Th17 cells is also strongly associated rheumatoid arthritis (RA), a chronic disorder with symptoms include chronic joint inflammation, autoantibody production, which lead to the destruction of cartilage and bone. Direct clinical significance of IL-17A in RA comes from recent clinical trials which found that two anti-IL-17A antibodies, namely secukinumab and ixekizumab significantly benefit these patients. However, IL-17A inhibitors show worse response rates in RA than current frontline disease-modifying antirheumatic drugs (DMARD) for RA such as corticosteroids and TNFα inhibitors.

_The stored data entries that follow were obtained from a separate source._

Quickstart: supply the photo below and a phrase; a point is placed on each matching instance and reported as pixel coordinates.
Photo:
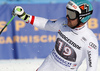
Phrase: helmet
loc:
(82, 7)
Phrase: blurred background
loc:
(23, 47)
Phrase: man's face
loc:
(72, 23)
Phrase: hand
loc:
(18, 11)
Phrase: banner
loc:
(21, 40)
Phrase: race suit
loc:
(72, 46)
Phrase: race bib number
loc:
(65, 51)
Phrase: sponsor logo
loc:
(69, 41)
(93, 45)
(89, 56)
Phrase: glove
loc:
(19, 11)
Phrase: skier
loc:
(75, 41)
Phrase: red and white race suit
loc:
(72, 46)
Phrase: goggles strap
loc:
(86, 14)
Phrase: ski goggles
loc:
(72, 14)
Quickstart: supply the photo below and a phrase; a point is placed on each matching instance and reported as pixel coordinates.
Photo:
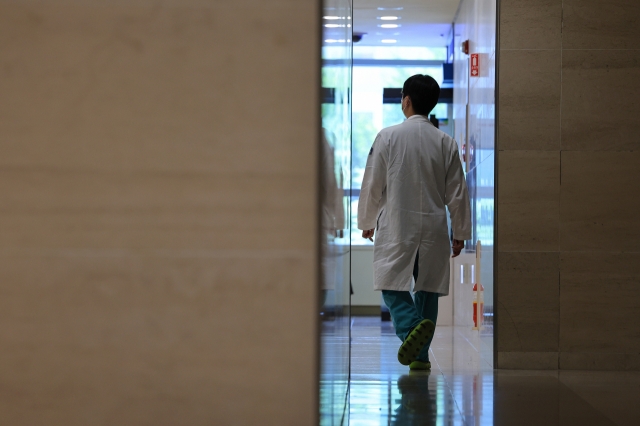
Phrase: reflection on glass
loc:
(335, 212)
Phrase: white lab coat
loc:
(413, 171)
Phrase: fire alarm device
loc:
(465, 47)
(475, 65)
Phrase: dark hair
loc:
(424, 92)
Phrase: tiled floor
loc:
(463, 389)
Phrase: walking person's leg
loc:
(426, 304)
(403, 311)
(414, 331)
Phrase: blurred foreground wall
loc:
(158, 212)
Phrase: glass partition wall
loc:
(335, 239)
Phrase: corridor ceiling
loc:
(423, 23)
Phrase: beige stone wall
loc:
(158, 212)
(569, 185)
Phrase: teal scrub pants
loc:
(407, 313)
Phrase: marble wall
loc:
(158, 213)
(568, 179)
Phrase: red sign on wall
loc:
(475, 65)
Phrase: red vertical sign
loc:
(475, 65)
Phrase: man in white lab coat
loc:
(412, 173)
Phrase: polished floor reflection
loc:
(463, 389)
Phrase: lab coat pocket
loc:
(378, 220)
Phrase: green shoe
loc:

Th17 cells and IL-17 have also been linked to Crohn's disease (CD) and ulcerative colitis (UC), the two main forms of inflammatory bowel diseases (IBD). Th17 cells infiltrate massively to the inflamed tissue of IBD patients and both in vitro and in vivo studies have shown that Th17-related cytokines may initiate and amplify multiple pro-inflammatory pathways. Elevated IL-17A levels in IBD have been reported by several groups. Nonetheless, Th17 signature cytokines, such as IL-17A and IL-22, may target gut epithelial cells and promote the activation of regulatory pathways and confer protection in the gastrointestinal tract. To this end, recent clinical trials targeting IL-17A in IBD were negative and actually showed increased adverse events in the treatment arm. This data raised the question regarding the role of IL-17A in IBD pathogenesis and suggested that the elevated IL-17A might be beneficial for IBD patients.